基于Hadoop的出租车数据质量分析与处理
发布时间:2018-01-22 13:54
本文关键词: Hadoop 数据质量 数据清洗 停靠点 出处:《武汉理工大学》2015年硕士论文 论文类型:学位论文
【摘要】:深圳市通过智能交通系统(Intelligent Transportation System,ITS)建设,建立了智能交通公用信息平台,信息平台每天采集到海量的交通数据,这些数据蕴含着丰富的交通信息。高质量的交通数据是ITS做出正确决策的保证,然而,实际的交通数据采集过程中,由于设备故障、外界环境干扰、人为操作失误等多种因素的影响使得获取的原始数据不可避免地存在丢失、冗余等质量问题。本文结合项目需求,采用基于Hadoop搭建的云计算平台对深圳市海量出租车数据进行数据质量分析,并面向数据质量进行数据处理,主要工作包括以下几个方面:(1)研究国内外学者数据质量评估和数据清洗方面取得的成果与不足,并在此基础上引出本文的研究内容。

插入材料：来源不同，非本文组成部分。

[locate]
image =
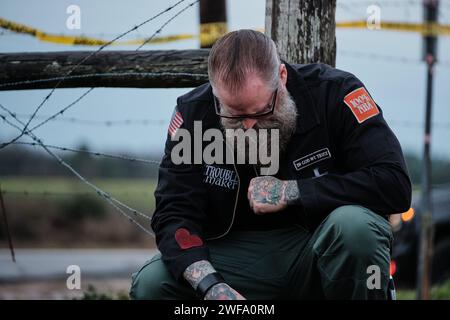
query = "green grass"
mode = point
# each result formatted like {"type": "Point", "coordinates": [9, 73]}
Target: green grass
{"type": "Point", "coordinates": [134, 192]}
{"type": "Point", "coordinates": [440, 292]}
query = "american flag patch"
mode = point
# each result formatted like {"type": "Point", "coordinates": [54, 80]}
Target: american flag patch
{"type": "Point", "coordinates": [175, 123]}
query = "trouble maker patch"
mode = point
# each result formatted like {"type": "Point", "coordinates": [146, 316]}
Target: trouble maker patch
{"type": "Point", "coordinates": [361, 104]}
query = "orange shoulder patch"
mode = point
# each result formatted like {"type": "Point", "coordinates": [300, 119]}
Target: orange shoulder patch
{"type": "Point", "coordinates": [361, 104]}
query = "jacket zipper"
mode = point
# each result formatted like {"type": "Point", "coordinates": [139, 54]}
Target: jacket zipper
{"type": "Point", "coordinates": [235, 202]}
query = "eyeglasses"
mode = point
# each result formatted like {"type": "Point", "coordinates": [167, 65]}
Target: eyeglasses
{"type": "Point", "coordinates": [267, 110]}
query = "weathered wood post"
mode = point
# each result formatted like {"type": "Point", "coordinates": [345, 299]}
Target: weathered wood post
{"type": "Point", "coordinates": [213, 21]}
{"type": "Point", "coordinates": [304, 30]}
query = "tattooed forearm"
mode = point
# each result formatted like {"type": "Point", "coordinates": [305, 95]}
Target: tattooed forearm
{"type": "Point", "coordinates": [222, 291]}
{"type": "Point", "coordinates": [269, 194]}
{"type": "Point", "coordinates": [291, 192]}
{"type": "Point", "coordinates": [267, 190]}
{"type": "Point", "coordinates": [197, 271]}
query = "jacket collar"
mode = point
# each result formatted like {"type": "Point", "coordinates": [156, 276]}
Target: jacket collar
{"type": "Point", "coordinates": [307, 114]}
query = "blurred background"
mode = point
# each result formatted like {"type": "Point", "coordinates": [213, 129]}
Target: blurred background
{"type": "Point", "coordinates": [117, 136]}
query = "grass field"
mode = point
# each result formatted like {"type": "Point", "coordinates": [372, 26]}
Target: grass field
{"type": "Point", "coordinates": [137, 193]}
{"type": "Point", "coordinates": [65, 212]}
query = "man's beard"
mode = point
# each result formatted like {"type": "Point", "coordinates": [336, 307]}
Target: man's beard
{"type": "Point", "coordinates": [284, 118]}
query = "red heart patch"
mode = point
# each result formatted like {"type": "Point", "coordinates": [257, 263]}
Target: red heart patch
{"type": "Point", "coordinates": [187, 240]}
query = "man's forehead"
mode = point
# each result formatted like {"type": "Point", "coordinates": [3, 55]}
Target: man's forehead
{"type": "Point", "coordinates": [253, 91]}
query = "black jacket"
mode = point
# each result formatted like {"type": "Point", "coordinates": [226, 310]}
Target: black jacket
{"type": "Point", "coordinates": [341, 153]}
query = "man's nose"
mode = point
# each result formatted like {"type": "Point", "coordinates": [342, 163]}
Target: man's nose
{"type": "Point", "coordinates": [249, 123]}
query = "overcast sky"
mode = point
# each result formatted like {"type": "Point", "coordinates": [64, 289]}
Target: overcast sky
{"type": "Point", "coordinates": [399, 88]}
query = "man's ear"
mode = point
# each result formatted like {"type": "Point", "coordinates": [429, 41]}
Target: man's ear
{"type": "Point", "coordinates": [283, 73]}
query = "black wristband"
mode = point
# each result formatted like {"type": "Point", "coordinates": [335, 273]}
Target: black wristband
{"type": "Point", "coordinates": [207, 282]}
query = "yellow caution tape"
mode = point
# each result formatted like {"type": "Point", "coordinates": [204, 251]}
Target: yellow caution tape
{"type": "Point", "coordinates": [210, 32]}
{"type": "Point", "coordinates": [430, 29]}
{"type": "Point", "coordinates": [82, 40]}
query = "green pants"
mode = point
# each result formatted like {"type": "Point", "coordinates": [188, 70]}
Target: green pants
{"type": "Point", "coordinates": [346, 257]}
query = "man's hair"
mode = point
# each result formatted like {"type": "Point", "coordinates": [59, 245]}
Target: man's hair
{"type": "Point", "coordinates": [239, 53]}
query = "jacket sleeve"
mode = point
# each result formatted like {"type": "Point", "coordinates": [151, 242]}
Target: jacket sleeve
{"type": "Point", "coordinates": [372, 173]}
{"type": "Point", "coordinates": [179, 212]}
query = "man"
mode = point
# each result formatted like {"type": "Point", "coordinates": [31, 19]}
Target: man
{"type": "Point", "coordinates": [317, 228]}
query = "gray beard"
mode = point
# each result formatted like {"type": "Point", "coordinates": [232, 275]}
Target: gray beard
{"type": "Point", "coordinates": [284, 119]}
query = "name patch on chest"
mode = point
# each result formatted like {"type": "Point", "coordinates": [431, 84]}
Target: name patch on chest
{"type": "Point", "coordinates": [312, 158]}
{"type": "Point", "coordinates": [220, 177]}
{"type": "Point", "coordinates": [361, 104]}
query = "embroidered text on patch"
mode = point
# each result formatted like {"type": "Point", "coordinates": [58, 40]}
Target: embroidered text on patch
{"type": "Point", "coordinates": [312, 158]}
{"type": "Point", "coordinates": [361, 104]}
{"type": "Point", "coordinates": [187, 240]}
{"type": "Point", "coordinates": [175, 123]}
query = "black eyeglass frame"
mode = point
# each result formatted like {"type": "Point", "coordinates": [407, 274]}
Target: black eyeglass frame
{"type": "Point", "coordinates": [271, 108]}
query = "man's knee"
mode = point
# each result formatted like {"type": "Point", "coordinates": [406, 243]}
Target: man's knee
{"type": "Point", "coordinates": [149, 282]}
{"type": "Point", "coordinates": [359, 232]}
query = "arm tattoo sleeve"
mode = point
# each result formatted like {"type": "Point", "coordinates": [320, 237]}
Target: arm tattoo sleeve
{"type": "Point", "coordinates": [197, 271]}
{"type": "Point", "coordinates": [221, 291]}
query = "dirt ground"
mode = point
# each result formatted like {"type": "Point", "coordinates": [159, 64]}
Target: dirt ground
{"type": "Point", "coordinates": [116, 288]}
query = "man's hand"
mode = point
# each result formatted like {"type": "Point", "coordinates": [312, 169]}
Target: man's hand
{"type": "Point", "coordinates": [222, 291]}
{"type": "Point", "coordinates": [195, 273]}
{"type": "Point", "coordinates": [268, 194]}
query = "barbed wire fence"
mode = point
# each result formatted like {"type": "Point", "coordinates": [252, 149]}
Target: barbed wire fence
{"type": "Point", "coordinates": [24, 126]}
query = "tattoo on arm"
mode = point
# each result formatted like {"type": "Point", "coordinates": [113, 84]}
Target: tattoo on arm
{"type": "Point", "coordinates": [291, 192]}
{"type": "Point", "coordinates": [197, 271]}
{"type": "Point", "coordinates": [222, 291]}
{"type": "Point", "coordinates": [267, 190]}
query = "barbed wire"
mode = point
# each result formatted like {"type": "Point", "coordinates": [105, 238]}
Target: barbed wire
{"type": "Point", "coordinates": [166, 23]}
{"type": "Point", "coordinates": [47, 193]}
{"type": "Point", "coordinates": [111, 200]}
{"type": "Point", "coordinates": [94, 153]}
{"type": "Point", "coordinates": [389, 58]}
{"type": "Point", "coordinates": [381, 3]}
{"type": "Point", "coordinates": [84, 60]}
{"type": "Point", "coordinates": [199, 76]}
{"type": "Point", "coordinates": [78, 99]}
{"type": "Point", "coordinates": [106, 123]}
{"type": "Point", "coordinates": [413, 124]}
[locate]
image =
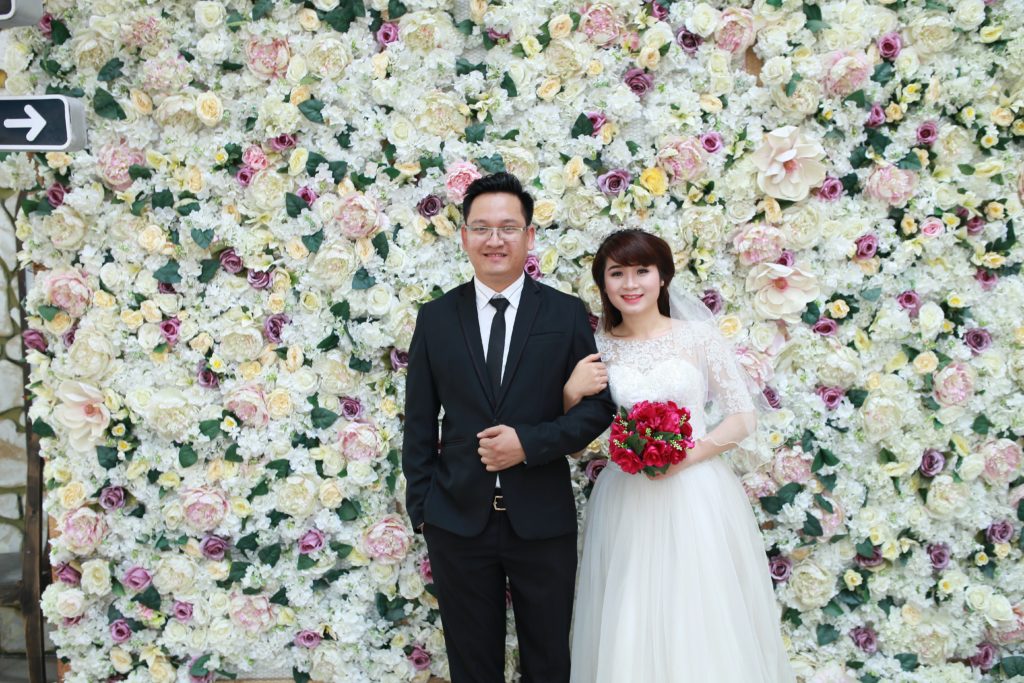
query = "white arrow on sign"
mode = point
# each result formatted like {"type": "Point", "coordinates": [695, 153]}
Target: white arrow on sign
{"type": "Point", "coordinates": [35, 123]}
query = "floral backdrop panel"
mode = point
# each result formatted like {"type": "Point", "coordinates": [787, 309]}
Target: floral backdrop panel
{"type": "Point", "coordinates": [226, 283]}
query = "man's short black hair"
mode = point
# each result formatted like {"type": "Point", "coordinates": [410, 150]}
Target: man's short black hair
{"type": "Point", "coordinates": [499, 182]}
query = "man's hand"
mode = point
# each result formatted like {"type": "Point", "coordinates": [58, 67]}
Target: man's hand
{"type": "Point", "coordinates": [500, 449]}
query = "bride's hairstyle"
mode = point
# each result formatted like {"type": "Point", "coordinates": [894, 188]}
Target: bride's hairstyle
{"type": "Point", "coordinates": [633, 247]}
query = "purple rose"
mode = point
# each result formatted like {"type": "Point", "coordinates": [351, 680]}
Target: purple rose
{"type": "Point", "coordinates": [245, 175]}
{"type": "Point", "coordinates": [388, 33]}
{"type": "Point", "coordinates": [999, 531]}
{"type": "Point", "coordinates": [206, 377]}
{"type": "Point", "coordinates": [113, 498]}
{"type": "Point", "coordinates": [867, 246]}
{"type": "Point", "coordinates": [420, 658]}
{"type": "Point", "coordinates": [932, 462]}
{"type": "Point", "coordinates": [137, 579]}
{"type": "Point", "coordinates": [230, 261]}
{"type": "Point", "coordinates": [928, 132]}
{"type": "Point", "coordinates": [688, 41]}
{"type": "Point", "coordinates": [876, 117]}
{"type": "Point", "coordinates": [832, 188]}
{"type": "Point", "coordinates": [865, 638]}
{"type": "Point", "coordinates": [638, 81]}
{"type": "Point", "coordinates": [909, 301]}
{"type": "Point", "coordinates": [54, 195]}
{"type": "Point", "coordinates": [832, 396]}
{"type": "Point", "coordinates": [780, 567]}
{"type": "Point", "coordinates": [825, 327]}
{"type": "Point", "coordinates": [68, 574]}
{"type": "Point", "coordinates": [615, 181]}
{"type": "Point", "coordinates": [938, 554]}
{"type": "Point", "coordinates": [182, 610]}
{"type": "Point", "coordinates": [214, 547]}
{"type": "Point", "coordinates": [978, 339]}
{"type": "Point", "coordinates": [311, 541]}
{"type": "Point", "coordinates": [713, 299]}
{"type": "Point", "coordinates": [307, 639]}
{"type": "Point", "coordinates": [35, 340]}
{"type": "Point", "coordinates": [259, 280]}
{"type": "Point", "coordinates": [712, 141]}
{"type": "Point", "coordinates": [532, 266]}
{"type": "Point", "coordinates": [890, 45]}
{"type": "Point", "coordinates": [594, 468]}
{"type": "Point", "coordinates": [307, 195]}
{"type": "Point", "coordinates": [273, 326]}
{"type": "Point", "coordinates": [399, 359]}
{"type": "Point", "coordinates": [282, 142]}
{"type": "Point", "coordinates": [169, 330]}
{"type": "Point", "coordinates": [984, 658]}
{"type": "Point", "coordinates": [985, 278]}
{"type": "Point", "coordinates": [120, 631]}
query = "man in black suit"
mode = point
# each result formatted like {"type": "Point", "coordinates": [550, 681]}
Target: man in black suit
{"type": "Point", "coordinates": [495, 502]}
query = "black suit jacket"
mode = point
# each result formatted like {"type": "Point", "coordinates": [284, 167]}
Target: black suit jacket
{"type": "Point", "coordinates": [446, 484]}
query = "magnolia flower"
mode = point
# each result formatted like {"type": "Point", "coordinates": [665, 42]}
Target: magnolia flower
{"type": "Point", "coordinates": [788, 164]}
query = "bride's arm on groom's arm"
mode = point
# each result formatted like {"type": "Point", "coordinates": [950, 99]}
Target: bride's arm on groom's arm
{"type": "Point", "coordinates": [419, 450]}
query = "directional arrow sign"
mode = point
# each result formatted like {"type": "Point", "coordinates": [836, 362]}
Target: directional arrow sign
{"type": "Point", "coordinates": [41, 123]}
{"type": "Point", "coordinates": [19, 12]}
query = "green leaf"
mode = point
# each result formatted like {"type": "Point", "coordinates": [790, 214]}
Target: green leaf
{"type": "Point", "coordinates": [323, 418]}
{"type": "Point", "coordinates": [311, 110]}
{"type": "Point", "coordinates": [111, 70]}
{"type": "Point", "coordinates": [187, 456]}
{"type": "Point", "coordinates": [269, 554]}
{"type": "Point", "coordinates": [105, 107]}
{"type": "Point", "coordinates": [294, 205]}
{"type": "Point", "coordinates": [107, 457]}
{"type": "Point", "coordinates": [582, 126]}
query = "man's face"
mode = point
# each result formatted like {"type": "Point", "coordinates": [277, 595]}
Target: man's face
{"type": "Point", "coordinates": [498, 258]}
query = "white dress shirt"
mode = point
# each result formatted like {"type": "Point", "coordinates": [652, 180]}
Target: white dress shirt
{"type": "Point", "coordinates": [485, 314]}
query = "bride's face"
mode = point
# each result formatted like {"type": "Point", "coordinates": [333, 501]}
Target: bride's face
{"type": "Point", "coordinates": [632, 289]}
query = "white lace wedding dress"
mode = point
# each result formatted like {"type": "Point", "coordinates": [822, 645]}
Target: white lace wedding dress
{"type": "Point", "coordinates": [674, 584]}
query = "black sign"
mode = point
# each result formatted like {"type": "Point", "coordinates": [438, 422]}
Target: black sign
{"type": "Point", "coordinates": [41, 123]}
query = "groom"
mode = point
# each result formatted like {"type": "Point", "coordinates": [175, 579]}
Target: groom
{"type": "Point", "coordinates": [492, 496]}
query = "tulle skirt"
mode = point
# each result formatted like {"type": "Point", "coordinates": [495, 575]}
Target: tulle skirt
{"type": "Point", "coordinates": [674, 584]}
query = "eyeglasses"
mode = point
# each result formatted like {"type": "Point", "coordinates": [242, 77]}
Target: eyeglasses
{"type": "Point", "coordinates": [508, 232]}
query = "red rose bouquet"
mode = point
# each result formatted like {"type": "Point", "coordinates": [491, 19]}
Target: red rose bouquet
{"type": "Point", "coordinates": [650, 437]}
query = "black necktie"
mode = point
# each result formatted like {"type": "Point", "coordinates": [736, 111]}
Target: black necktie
{"type": "Point", "coordinates": [496, 343]}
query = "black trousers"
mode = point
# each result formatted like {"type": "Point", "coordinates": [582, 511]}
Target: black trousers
{"type": "Point", "coordinates": [470, 578]}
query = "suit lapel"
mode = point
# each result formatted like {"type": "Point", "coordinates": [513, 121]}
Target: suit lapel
{"type": "Point", "coordinates": [529, 303]}
{"type": "Point", "coordinates": [470, 324]}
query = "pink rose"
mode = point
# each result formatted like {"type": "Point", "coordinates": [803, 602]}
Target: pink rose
{"type": "Point", "coordinates": [82, 530]}
{"type": "Point", "coordinates": [249, 402]}
{"type": "Point", "coordinates": [387, 541]}
{"type": "Point", "coordinates": [70, 291]}
{"type": "Point", "coordinates": [758, 242]}
{"type": "Point", "coordinates": [891, 184]}
{"type": "Point", "coordinates": [953, 385]}
{"type": "Point", "coordinates": [458, 179]}
{"type": "Point", "coordinates": [1003, 461]}
{"type": "Point", "coordinates": [846, 72]}
{"type": "Point", "coordinates": [360, 441]}
{"type": "Point", "coordinates": [205, 507]}
{"type": "Point", "coordinates": [114, 161]}
{"type": "Point", "coordinates": [735, 30]}
{"type": "Point", "coordinates": [253, 613]}
{"type": "Point", "coordinates": [268, 59]}
{"type": "Point", "coordinates": [682, 159]}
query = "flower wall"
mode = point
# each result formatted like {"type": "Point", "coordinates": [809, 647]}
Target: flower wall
{"type": "Point", "coordinates": [226, 282]}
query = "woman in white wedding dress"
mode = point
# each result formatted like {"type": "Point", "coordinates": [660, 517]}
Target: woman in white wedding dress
{"type": "Point", "coordinates": [674, 584]}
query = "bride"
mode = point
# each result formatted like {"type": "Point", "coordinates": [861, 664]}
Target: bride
{"type": "Point", "coordinates": [674, 584]}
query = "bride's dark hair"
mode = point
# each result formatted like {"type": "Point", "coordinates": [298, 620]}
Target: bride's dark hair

(2)根据项目需求设计了基于决策学中层次分析法结合历史数据的评价体系,利用层次分析法计算评价指标权值并以历史数据的期望为基准得到数据质量分数,将数据质量问题量化,直观的反映数据质量状况。(3)针对深圳市出租车数据特征提出了GPS数据和营运数据质量评价方案,首先找到影响数据质量的主要因素,确定各自的评价指标,然后针对数据集中存在的冗余、不完整和错误数据,提出相应的评价规则算法判断是否符合条件。(4)面向深圳市出租车数据质量分析结果,提高数据质量。重点研究了重复数据清洗技术,提出了基于MapReduce的分块去重算法删除重复数据。然后分别对GPS数据和营运数据提出了基于Hadoop平台的出租车数据清洗方案,数据清洗方案主要针对数据不完整、冗余和错误的质量问题,将传统的清洗技术迁移到云平台。(5)将清洗后高质量的GPS数据应用于出租车停靠点研究,提出了基于DBSCAN的停靠点检测算法,从非载客的轨迹数据中找到出租车停靠点,检测算法主要分为三个步骤:候选点获取,候选点过滤和停靠点候选点聚类。候选点的获取是根据候选点检测算法,然后利用时间和空间属性对候选点过滤,最后分析各种聚类算法优缺点,选择DBSCAN聚类算法进行停靠点聚类。通过建立的数据质量评价体系,对出租车的GPS数据和营运数据质量进行评估,最终得到两个数据集的数据质量得分,能够直观的反应数据质量的好坏,为后面的清洗任务提供依据。根据数据质量评价结果研究相应的数据清洗方案,能够有效的提高了数据质量,为ITS做出正确的决策提供支持。根据清洗后的数据研究出租车停靠点,有助于城市管理人员更好的了解出租车驾驶员情况,对司机寻找乘客也有指导意义。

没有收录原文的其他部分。